ファミコン コントローラー

 

今から約20年前。
 

少年のもとに、任天堂とリクルートの合弁会社「ランドネットDD」から電話がかかってきた。
この記事では NINTENDO64 (ニンテンドウロクジュウヨン)の周辺機器 64DD (ロクヨンディーディー)を使ったゲームコンテスト、「マリオアーティスト甲子園」で入賞した話について、紹介していきます。

64DD

64DD
 

任天堂のゲームハード「NINTENDO64」には「64DD」という周辺機器がある。
NINTENDO64 の本体下に取り付けて使う磁気ディスクドライブで、専用のディスクを差し込み、ゲームをプレイする。
64DD を手に入れるには、会員制通信サービスの会員になる必要があった。


運営元は「ランドネットDD」で、10万人限定で会員を募ったが、会員数は1万人前後だったといわれている。

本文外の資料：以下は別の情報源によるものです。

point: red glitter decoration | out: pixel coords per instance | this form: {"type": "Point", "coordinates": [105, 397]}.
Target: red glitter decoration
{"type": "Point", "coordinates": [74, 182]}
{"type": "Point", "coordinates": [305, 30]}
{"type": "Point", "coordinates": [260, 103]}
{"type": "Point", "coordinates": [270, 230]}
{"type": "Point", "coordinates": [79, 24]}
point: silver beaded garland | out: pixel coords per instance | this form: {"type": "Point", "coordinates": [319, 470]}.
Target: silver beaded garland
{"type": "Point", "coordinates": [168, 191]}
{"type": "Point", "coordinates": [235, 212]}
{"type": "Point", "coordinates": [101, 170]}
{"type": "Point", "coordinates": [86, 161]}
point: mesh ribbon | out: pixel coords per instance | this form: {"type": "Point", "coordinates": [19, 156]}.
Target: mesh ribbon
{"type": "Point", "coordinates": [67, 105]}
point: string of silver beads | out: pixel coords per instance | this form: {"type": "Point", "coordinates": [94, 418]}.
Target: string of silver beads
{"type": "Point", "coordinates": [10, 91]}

ランドネットの終了通告時、会員数は15000人であると発表された。しかし、実際は10500人強だったようだ。
 

64DD研究所 ランドネットとランドネットDD

64DD は出回っている数が少なく、入手困難な幻のアイテムとして、ゲームファンの間で知られている。

幻の1万人

私は幻の1万人のひとりだった。

 

64DD を手に入れるには「クレジットカード」という、少年にはきびしい条件があった。
母にお願いして、なんとか手に入れた。
ゲームが(任天堂が)大好きだったからだ。

64DD を手に入れた理由

「64DD でゼルダの伝説やスーパーマリオの新作がプレイできそうだ」という期待。
10万人限定と、あおられた効果もある。
時計機能を内蔵しており、ゲーム性にも魅力を感じた。


「1週間ぶりにゲームを再開してみたら、いつの間にか地面に草が生えている」
 

時計機能のおもしろさだ。
しかも 64DD でインターネットができる。
64DD は、夢がたくさんつまった NINTENDO64 の周辺機器だった。

マリオアーティスト甲子園

ファミリーコンピュータ
 

インターネット上で 64DD を使ったゲームコンテスト「マリオアーティスト甲子園」が開催されることとなった。
参加を決め、入賞を目指した。


■審査員

  • 伊集院 光さん
  • 漫画家 餅月 あんこさん
  • 64DD ソフト開発チーム
  • クリエーター

64DD でメウビッシュがつくったムービー

つくったのは、ダンスムービー。
応募タイトルは『踊る★ダンス捜査線♪』。

ハンドルネームは「ゲンガー大王」とした。


こまかいことをやるのは好きだ。
64DD と専用ソフト『マリオアーティスト タレントスタジオ』で、アフロヘアのキャラクターをつくった。
彼に自分で考えたオリジナルダンスの動きをつけていく。

遊び心をたいせつに。


ラップを意識し、音声入力のマイクで「YO!」という自分の声をふきこんだ。
自分でつくった奇妙なボイスパーカッションのリズムに YO! という声が、定期的に響き渡る。
リズムに乗ったアフロダンサーが、おもしろおかしなダンスを披露していく。


よし、完成だ。


64DD へ電話線をつなぎ、作品をアップロード。
結果待ちとなった。

ダンスムービー部門賞受賞




「落選したのだろう」


ところが、「ランドネットDD」から電話がかかってきた。
「ダンスムービー部門賞受賞の知らせ」だった。
コメントがほしいという。

「暗中模索でした」とコメントさせていただいた。
 

受賞者として「3万円分の商品券」を手にすることができた。
遊び心が、功を奏したのだろう。


会報誌「ランドネットFAN」によると、審査では、メッセージやテクニックなども重要視されたという。
マリオの名のつくゲームコンテストで入賞することができ、光栄でした。

まとめ

当時2000年ごろは、インターネット黎明期。
回線の通信速度は、ひどいものがあった。

けれど、わくわくがとまらなかった。


「64DD とインターネットで、これからどんなことが起こるのだろう?」


近未来へ胸をおどらせた。

64DD でインターネットのたのしさを知った。
忘れることなどできない。


ランドネットDD のサービスは、わずか1年ほどで終了。
短命だった。
流れ星のように、一瞬輝き、消えていった。

しかしたしかに私は、「ゲームでしかあじわえない感動」を、目撃したのだ。